On voyait beaucoup d’Allemands qui ne disaient rien aux gamins qui jouaient dans la rue. Ils passaient en voiture… Nous n’avions pas de contact avec eux !

Des abris étaient installés face l’école Lelong, sur la place. Nous nous y rendions à la moindre alerte. L’aéroport du Bourget était souvent visé.

Sarcelles, occupé mais calme

Le seul point noir était le ravitaillement ! Tout le monde avait essayé de faire des réserves quand la déclaration de guerre avait été annoncée. Ma mère avait acheté une grande boîte de savon de Marseille, une soixantaine de savons qui nous ont fait toute la guerre. C’était une denrée très rare pour se laver : il fallait l’économiser.

L’école continuait normalement, avec les livres qui servaient sur plusieurs années.
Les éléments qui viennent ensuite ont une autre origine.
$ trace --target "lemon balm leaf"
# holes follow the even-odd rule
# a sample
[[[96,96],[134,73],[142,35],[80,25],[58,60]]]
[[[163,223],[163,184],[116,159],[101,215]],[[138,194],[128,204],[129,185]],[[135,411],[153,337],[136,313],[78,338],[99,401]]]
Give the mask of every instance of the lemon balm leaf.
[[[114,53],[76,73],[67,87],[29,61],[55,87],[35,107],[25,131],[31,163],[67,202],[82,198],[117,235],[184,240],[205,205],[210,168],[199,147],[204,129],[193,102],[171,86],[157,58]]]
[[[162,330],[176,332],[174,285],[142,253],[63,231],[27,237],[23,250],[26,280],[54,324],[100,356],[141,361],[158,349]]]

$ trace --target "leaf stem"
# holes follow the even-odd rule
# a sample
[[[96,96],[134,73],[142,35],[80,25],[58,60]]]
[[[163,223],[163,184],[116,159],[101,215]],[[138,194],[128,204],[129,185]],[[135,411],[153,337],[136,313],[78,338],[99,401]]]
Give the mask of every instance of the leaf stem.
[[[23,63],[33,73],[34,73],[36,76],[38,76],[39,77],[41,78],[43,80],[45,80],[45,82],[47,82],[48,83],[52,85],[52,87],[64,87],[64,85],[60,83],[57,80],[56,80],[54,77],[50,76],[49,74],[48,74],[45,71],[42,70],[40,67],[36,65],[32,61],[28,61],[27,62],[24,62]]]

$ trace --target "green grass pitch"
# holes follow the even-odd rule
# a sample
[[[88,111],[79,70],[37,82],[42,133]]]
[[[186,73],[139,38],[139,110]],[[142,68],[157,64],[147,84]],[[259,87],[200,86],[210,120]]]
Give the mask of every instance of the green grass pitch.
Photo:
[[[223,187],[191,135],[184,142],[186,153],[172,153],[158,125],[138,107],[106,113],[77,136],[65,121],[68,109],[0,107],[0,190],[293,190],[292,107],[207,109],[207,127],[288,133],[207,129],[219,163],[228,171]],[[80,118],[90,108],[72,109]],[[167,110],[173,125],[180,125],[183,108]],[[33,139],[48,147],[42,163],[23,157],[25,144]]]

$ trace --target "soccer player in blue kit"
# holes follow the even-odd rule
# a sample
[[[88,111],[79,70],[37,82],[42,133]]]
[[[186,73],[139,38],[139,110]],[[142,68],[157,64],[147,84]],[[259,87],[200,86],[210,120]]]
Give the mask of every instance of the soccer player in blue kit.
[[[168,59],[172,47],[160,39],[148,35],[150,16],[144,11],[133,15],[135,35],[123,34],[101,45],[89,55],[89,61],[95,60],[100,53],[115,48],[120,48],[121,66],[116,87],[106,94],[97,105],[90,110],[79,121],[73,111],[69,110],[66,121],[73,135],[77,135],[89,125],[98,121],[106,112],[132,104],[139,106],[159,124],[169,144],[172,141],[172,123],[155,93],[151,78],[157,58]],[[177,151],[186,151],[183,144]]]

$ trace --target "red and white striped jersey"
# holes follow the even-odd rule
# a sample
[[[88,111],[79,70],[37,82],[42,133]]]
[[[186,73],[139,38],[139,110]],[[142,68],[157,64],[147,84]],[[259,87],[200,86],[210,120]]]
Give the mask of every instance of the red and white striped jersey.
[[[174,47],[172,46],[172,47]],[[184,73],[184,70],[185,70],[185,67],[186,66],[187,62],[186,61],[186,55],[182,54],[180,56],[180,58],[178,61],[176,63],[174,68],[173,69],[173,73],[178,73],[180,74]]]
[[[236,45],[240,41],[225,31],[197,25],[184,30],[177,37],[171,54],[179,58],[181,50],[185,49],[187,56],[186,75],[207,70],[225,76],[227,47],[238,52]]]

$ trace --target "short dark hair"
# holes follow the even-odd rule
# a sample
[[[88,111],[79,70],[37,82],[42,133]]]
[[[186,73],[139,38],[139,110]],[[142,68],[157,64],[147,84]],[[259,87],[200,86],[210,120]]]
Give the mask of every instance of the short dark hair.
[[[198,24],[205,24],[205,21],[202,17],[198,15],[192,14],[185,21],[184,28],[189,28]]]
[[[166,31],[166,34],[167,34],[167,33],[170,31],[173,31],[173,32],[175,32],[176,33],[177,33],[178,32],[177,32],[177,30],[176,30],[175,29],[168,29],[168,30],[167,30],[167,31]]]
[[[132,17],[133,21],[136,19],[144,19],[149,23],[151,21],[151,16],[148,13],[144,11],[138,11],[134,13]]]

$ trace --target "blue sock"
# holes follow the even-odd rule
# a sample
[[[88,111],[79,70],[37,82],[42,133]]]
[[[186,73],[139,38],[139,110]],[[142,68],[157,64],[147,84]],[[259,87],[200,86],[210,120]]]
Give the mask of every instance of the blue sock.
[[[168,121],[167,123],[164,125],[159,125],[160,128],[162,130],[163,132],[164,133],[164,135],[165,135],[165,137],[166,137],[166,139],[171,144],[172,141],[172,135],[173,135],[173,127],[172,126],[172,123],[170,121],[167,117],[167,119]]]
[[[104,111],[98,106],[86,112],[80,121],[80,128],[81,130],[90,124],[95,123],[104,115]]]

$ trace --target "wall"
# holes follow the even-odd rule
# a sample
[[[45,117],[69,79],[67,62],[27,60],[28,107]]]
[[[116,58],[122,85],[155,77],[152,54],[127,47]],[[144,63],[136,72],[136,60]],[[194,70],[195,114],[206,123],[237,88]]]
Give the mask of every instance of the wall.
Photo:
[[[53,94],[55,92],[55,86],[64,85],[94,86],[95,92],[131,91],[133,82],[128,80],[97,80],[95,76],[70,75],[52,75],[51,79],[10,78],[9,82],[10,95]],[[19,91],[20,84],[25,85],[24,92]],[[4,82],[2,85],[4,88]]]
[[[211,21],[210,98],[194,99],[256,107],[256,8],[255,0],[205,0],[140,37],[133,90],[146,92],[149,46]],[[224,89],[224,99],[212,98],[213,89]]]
Nous n’en étions pas malheureux ! Je mangeais à la cantine… L’horreur ! Encore aujourd’hui, je ne peux plus manger de purée de céleris, de rutabagas. Nous avions de la viande deux fois par semaine mais pas de desserts ces jours-là. Nous avions parfois une barre de chocolat (genre chocolat de ménage, très ordinaire), un trésor ! Nous cultivions des pommes de terre pour l’hiver et tout un carré de topinambours dans notre jardin. Les feuilles étaient pour les lapins et les tubercules pour nous.

La marmite norvégienne était alors connue pour économiser le charbon : on prend une grande lessiveuse et des couvertures. On fait une soupe de légumes qui dès qu’elle bout est mise dans la lessiveuse. On recouvre bien le tout et on laisse cuire tout doucement.

Nous nous sommes fait bombarder avec ma mère alors que nous revenions de cueillir des petits pois pour gagner un peu d’argent. Nous emmenions la brouette pour emmener les fanes que nous gardions pour les donner aux lapins l’hiver. Les bombes nous sont tombées dessus vers la tourelle. Nous avons vu un avion en feu et des parachutistes descendre. Les Allemands les mitraillaient.

Les juifs de Sarcelles

Nous ne faisions pas de différence entre enfants. La communauté étrangère la plus importante était alors les Arméniens. J’avais de nombreuses camarades arméniennes. Personne ne faisait de différence.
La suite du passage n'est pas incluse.